Department of Physiology, Yong Loo Lin School of Medicine, National University of Singapore, Singapore, Singapore.
Front Cell Neurosci. 2018 Nov 9;12:413. doi: 10.3389/fncel.2018.00413. eCollection 2018.
Parkinson's disease (PD) is an age-associated, progressive neurodegenerative disorder characterized by motor impairment and in some cases cognitive decline. Central to the disease pathogenesis of PD is a small, presynaptic neuronal protein known as alpha synuclein (a-syn), which tends to accumulate and aggregate in PD brains as Lewy bodies or Lewy neurites. Numerous and studies confirm that a-syn aggregates can be propagated from diseased to healthy cells, and it has been suggested that preventing the spread of pathogenic a-syn species can slow PD progression. In this review, we summarize the works of recent literature elucidating mechanisms of a-syn propagation, and discussed the advantages in using patient-derived induced pluripotent stem cells (iPSCs) and/or induced neurons to study a-syn transmission.

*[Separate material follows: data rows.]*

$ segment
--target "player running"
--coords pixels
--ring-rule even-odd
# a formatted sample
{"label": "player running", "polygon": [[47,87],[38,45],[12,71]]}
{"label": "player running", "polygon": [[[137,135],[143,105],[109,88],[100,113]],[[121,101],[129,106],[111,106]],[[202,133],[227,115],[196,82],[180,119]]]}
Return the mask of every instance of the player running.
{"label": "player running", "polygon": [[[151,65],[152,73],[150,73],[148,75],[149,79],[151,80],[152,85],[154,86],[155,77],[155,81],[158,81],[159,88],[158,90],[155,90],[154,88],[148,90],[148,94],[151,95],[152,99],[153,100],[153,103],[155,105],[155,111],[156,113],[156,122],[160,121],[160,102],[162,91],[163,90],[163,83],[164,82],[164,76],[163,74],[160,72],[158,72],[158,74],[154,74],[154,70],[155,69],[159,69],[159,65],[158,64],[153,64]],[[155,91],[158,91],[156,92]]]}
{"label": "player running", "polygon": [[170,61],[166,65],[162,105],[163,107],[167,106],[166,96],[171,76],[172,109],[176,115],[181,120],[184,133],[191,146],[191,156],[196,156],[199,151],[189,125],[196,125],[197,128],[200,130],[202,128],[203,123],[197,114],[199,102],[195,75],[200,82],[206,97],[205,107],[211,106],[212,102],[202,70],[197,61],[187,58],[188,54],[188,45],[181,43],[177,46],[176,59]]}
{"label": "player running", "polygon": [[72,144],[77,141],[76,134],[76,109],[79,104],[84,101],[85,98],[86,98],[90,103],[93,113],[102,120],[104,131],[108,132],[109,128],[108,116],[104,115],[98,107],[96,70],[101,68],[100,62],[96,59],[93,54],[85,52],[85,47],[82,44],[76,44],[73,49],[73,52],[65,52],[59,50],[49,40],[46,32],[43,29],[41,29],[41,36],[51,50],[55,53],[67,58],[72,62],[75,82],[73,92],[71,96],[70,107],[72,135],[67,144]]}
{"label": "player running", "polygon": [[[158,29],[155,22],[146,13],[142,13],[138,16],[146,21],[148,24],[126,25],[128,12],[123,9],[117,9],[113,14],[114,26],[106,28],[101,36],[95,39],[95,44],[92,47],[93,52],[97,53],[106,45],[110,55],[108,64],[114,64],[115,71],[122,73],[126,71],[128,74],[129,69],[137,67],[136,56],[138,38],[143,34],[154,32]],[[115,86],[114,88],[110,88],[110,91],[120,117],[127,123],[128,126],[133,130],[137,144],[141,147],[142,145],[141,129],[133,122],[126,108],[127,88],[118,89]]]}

帕金森病(PD)是一种与年龄相关的进行性神经退行性疾病,其特征为运动障碍,在某些情况下还伴有认知衰退。PD发病机制的核心是一种称为α-突触核蛋白(α-syn)的小的突触前神经元蛋白,它在PD患者大脑中倾向于聚积并形成路易小体或路易神经突。大量研究证实,α-syn聚集体可从病变细胞传播至健康细胞,并且有人提出,阻止致病性α-syn物种的传播可减缓PD的进展。在本综述中,我们总结了近期文献中阐明α-syn传播机制的研究工作,并讨论了使用患者来源的诱导多能干细胞(iPSC)和/或诱导神经元来研究α-syn传播的优势。